Uptick for Euro markets but Irish banks take a tumble

European markets ticked up yesterday as a number of companies reported solid results, but others delivered less positive news.


The Irish market ended the day slightly ahead. Builder Cairn Homes gained 2.65 per cent to close at €1.668. Dealers noted that the stock has drawn a number of buyers over the last week.

Index heavyweight, building materials giant CRH, added 1.13 per cent following news that a number of its European rivals expected trading conditions to improve in the coming months.

Service station Applegreen was in demand following news that it has bought seven outlets in the UK for €23 million. Its shares rose 1.68 per cent to €5.44.

The banks were a collective black spot after analysts published up-to-date assessments of Irish lenders.

Davy analyst Emer Lang downgraded Permanent TSB to neutral and warned that the challenge of cutting non-performing loans overshadowed progress in other areas. Its shares plunged as much as 5.8 per cent early on Thursday. The bank ended the day 3.21 per cent down at €1.90.

AIB fell as much as 1.9 per cent in the morning after analysts at one of its advisors, Wall Street giant Morgan Stanley, said that they remain cautious about its prospects. Its stock regained ground later to close 0.49 per cent down at €4.876. Bank of Ireland shed 1.43 per cent to €6.821.


Clothing chain Next soared 9.67 per cent to 4401 pence after reporting that sales rose 0.7 per cent in the second quarter to July 29th. That compares to a fall of 3 per cent the previous quarter.

The firm said it remained cautious on the consumer outlook. Next has faltered over the last two years, suffering from a broader slowdown in spending on clothing and footwear that it first identified in late 2015. Its shares have fallen 20 per cent over the last year.

Precious metals miner Randgold Resources also enjoyed gains, with its shares rising 3.4 per cent after reporting a jump in first-half profit and raising its production forecast.

But disappointing earnings weighed on shares in medical supplier Convatec, which slumped 6.4 per cent after posting a lower profit for the first half and also announcing the departure of chief financial officer Nigel Clerkin, who said that he did not want to relocate his family from Dublin to the UK.

Shire fell 1.9 per cent, reversing earlier gains. The drugmaker upgraded its earnings forecast and said it was exploring options for its hyperactive drugs business, including a listing.


German industrial giant Siemens said that it would wait until next year to list its healthcare unit following the release of disappointing quarterly earnings.

Its 3.1 per cent slide dragged on the German blue-chip DAX index, which fell 0.2 per cent, underperforming the rest of Europe and adding to a recent slide due to strength in the euro.
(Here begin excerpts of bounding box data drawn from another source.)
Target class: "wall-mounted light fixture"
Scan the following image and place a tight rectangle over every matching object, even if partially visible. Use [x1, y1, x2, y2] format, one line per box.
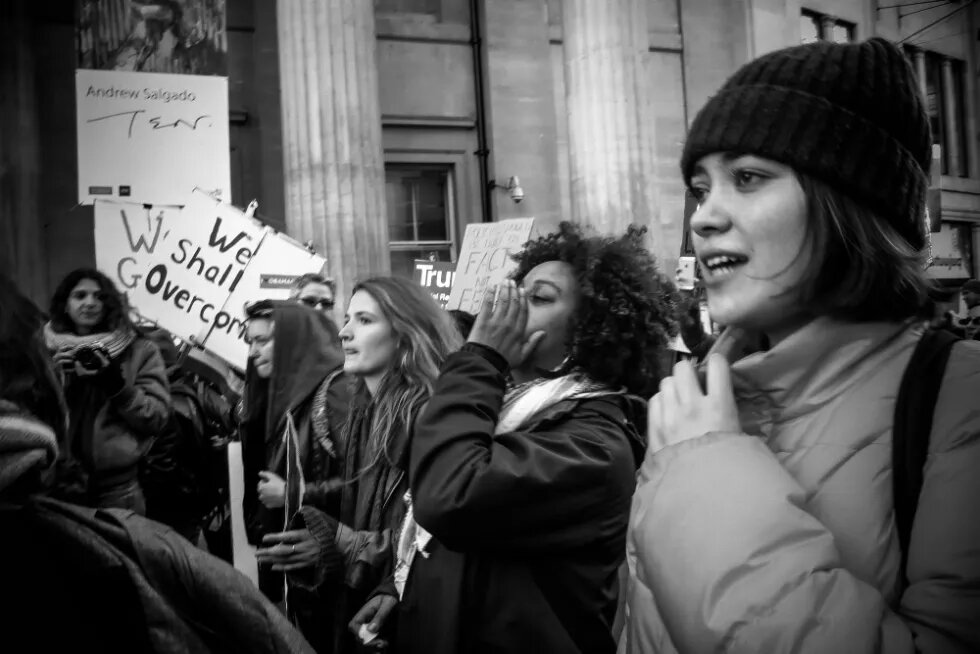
[487, 175, 524, 203]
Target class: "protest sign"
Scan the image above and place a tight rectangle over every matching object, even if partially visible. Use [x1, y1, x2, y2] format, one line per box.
[75, 69, 231, 205]
[446, 218, 534, 315]
[95, 191, 325, 369]
[415, 259, 456, 309]
[213, 224, 327, 368]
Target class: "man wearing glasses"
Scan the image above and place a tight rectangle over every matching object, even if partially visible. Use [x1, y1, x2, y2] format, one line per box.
[289, 273, 335, 316]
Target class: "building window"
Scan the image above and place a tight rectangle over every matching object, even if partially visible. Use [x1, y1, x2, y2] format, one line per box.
[905, 46, 970, 177]
[385, 164, 456, 278]
[800, 9, 856, 43]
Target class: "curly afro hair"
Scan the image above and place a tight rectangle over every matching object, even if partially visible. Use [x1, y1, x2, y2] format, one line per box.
[511, 221, 677, 397]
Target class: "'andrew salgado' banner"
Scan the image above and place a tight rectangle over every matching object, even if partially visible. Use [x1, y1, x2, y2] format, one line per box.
[75, 69, 231, 205]
[95, 192, 326, 369]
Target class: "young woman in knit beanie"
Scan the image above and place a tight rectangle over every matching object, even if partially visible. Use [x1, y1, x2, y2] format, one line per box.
[624, 39, 980, 654]
[44, 268, 170, 515]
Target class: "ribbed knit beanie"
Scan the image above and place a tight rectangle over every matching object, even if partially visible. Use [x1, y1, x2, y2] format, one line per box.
[681, 38, 932, 248]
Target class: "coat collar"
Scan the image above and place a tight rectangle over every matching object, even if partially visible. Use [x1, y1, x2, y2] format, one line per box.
[711, 317, 924, 418]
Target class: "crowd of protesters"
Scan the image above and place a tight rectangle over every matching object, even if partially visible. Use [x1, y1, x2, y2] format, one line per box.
[0, 34, 980, 654]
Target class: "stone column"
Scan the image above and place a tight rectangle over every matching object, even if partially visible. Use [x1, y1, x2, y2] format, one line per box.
[276, 0, 391, 315]
[562, 0, 679, 266]
[970, 225, 980, 279]
[0, 0, 48, 306]
[943, 57, 966, 177]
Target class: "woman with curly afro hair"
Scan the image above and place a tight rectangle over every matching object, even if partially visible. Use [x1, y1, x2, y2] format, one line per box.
[351, 223, 674, 654]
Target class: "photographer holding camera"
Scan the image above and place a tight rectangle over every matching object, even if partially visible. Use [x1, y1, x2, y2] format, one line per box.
[44, 269, 170, 515]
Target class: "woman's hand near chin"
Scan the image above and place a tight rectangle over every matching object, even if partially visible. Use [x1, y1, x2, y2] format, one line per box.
[647, 354, 742, 454]
[467, 280, 544, 368]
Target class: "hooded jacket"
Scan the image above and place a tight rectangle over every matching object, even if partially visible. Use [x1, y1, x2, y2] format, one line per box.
[242, 302, 346, 544]
[626, 318, 980, 654]
[397, 344, 645, 654]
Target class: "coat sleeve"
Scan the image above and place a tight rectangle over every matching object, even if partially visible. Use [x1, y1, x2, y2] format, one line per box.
[110, 339, 170, 438]
[629, 344, 980, 654]
[629, 433, 912, 654]
[287, 506, 395, 590]
[409, 350, 635, 553]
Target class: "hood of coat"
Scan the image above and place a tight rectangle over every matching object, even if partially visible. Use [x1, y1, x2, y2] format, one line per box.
[245, 301, 344, 440]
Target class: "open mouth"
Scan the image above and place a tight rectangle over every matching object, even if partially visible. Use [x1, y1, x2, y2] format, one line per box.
[701, 254, 749, 277]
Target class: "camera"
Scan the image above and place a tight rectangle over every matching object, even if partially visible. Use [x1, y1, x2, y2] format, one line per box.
[75, 343, 109, 372]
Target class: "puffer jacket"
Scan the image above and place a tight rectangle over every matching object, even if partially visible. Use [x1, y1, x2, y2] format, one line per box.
[624, 319, 980, 654]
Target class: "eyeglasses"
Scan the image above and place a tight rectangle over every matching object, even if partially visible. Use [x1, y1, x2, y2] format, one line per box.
[299, 297, 333, 310]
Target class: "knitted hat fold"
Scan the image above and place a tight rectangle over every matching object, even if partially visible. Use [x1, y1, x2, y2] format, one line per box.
[681, 38, 932, 249]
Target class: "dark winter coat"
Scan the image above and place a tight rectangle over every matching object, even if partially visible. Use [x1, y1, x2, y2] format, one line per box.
[397, 345, 645, 654]
[61, 337, 170, 488]
[242, 302, 349, 545]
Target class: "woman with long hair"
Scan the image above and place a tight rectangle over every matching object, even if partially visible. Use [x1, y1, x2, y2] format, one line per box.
[351, 223, 674, 654]
[0, 274, 313, 653]
[44, 268, 170, 514]
[626, 38, 980, 654]
[258, 277, 460, 654]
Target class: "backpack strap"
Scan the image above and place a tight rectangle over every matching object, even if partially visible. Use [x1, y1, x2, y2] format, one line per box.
[892, 328, 960, 589]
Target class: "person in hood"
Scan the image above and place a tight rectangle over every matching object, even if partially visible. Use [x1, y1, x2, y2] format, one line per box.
[625, 38, 980, 654]
[0, 274, 313, 654]
[44, 268, 170, 515]
[240, 300, 350, 601]
[259, 277, 460, 654]
[351, 222, 674, 654]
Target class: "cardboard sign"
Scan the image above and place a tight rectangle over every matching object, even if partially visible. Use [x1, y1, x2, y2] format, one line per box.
[75, 69, 231, 205]
[446, 218, 534, 315]
[95, 192, 326, 370]
[415, 259, 456, 309]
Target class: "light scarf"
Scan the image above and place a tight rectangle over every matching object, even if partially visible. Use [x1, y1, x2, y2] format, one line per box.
[395, 372, 620, 599]
[44, 322, 136, 359]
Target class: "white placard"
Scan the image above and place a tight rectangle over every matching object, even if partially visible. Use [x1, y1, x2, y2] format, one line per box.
[75, 69, 231, 205]
[446, 218, 534, 315]
[95, 191, 326, 370]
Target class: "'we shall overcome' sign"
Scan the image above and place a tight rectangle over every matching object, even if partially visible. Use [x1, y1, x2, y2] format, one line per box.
[95, 192, 326, 369]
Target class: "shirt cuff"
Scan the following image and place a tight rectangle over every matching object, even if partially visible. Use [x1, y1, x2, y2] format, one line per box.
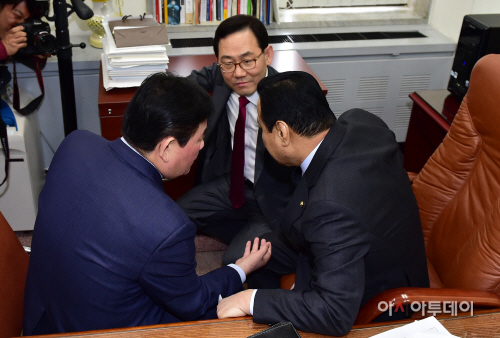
[250, 289, 257, 316]
[227, 264, 247, 283]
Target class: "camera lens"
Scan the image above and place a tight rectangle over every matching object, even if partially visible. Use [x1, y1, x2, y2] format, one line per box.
[33, 32, 56, 54]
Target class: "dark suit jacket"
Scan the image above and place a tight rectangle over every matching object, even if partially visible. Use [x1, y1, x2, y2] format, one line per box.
[188, 63, 294, 228]
[24, 131, 242, 335]
[253, 109, 429, 336]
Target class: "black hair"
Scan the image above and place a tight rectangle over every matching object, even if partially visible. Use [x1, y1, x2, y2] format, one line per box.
[121, 73, 214, 152]
[214, 14, 269, 58]
[257, 72, 336, 137]
[0, 0, 43, 17]
[0, 0, 24, 8]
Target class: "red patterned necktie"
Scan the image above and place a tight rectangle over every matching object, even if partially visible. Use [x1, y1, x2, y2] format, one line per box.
[229, 96, 250, 209]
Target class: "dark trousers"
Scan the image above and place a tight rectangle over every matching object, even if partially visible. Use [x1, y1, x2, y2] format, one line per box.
[177, 174, 297, 288]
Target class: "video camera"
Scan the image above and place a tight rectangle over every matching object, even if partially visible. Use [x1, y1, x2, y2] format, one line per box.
[16, 18, 57, 56]
[16, 0, 57, 57]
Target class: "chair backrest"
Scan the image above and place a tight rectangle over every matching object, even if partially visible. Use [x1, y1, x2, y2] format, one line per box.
[412, 54, 500, 294]
[0, 212, 29, 338]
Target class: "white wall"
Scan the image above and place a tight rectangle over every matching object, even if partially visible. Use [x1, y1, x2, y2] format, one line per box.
[429, 0, 500, 41]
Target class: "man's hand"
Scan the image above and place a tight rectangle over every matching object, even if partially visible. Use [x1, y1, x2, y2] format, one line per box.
[217, 289, 253, 318]
[2, 26, 28, 56]
[236, 237, 271, 276]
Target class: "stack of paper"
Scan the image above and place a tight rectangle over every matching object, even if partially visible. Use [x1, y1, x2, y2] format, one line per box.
[101, 15, 168, 90]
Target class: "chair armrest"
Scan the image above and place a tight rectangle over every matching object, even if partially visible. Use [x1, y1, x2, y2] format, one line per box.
[354, 288, 500, 325]
[407, 171, 418, 183]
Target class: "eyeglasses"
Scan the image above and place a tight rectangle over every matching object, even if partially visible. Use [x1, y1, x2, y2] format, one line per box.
[218, 52, 264, 73]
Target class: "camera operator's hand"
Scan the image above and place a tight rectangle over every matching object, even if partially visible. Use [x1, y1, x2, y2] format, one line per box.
[2, 26, 28, 56]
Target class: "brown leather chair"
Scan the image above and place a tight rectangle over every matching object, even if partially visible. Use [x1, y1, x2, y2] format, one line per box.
[356, 54, 500, 324]
[0, 212, 29, 338]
Elsewhere in Europe, some solid earning updates supported the broader market. UniCredit rose 7.2 per cent as Italy’s largest bank reported its biggest quarterly profit in almost a decade, outstripping market expectations and restoring cash dividends after a radical balance sheet overhaul.

French stationery supplier Bic jumped more than 5 per cent after reporting sales up 3 per cent in the first half.

Among the losers were Norwegian oil services firm TGS , down 5.4 per cent after slightly lighter revenues for the second quarter, and Tenaris, down 7.2 per cent, as its outlook disappointed following in-line quarterly results.


The S&P 500 and the Nasdaq lost ground on Thursday as tech stocks slipped, while the Dow moved above the 22,000 mark to hit a new record.

Kentucky Fried Chicken parent Yum Brands fell 2.41 per cent, while Dish Network lost 2.98 per cent after releasing its earning reports. Avon Products was down 10.57 per cent after the company posted another surprise quarterly loss.

Apple and Amazon were the top drags on the S&P and the Nasdaq. However, Tesla’s 6.85 per cent jump eased some of the pressure.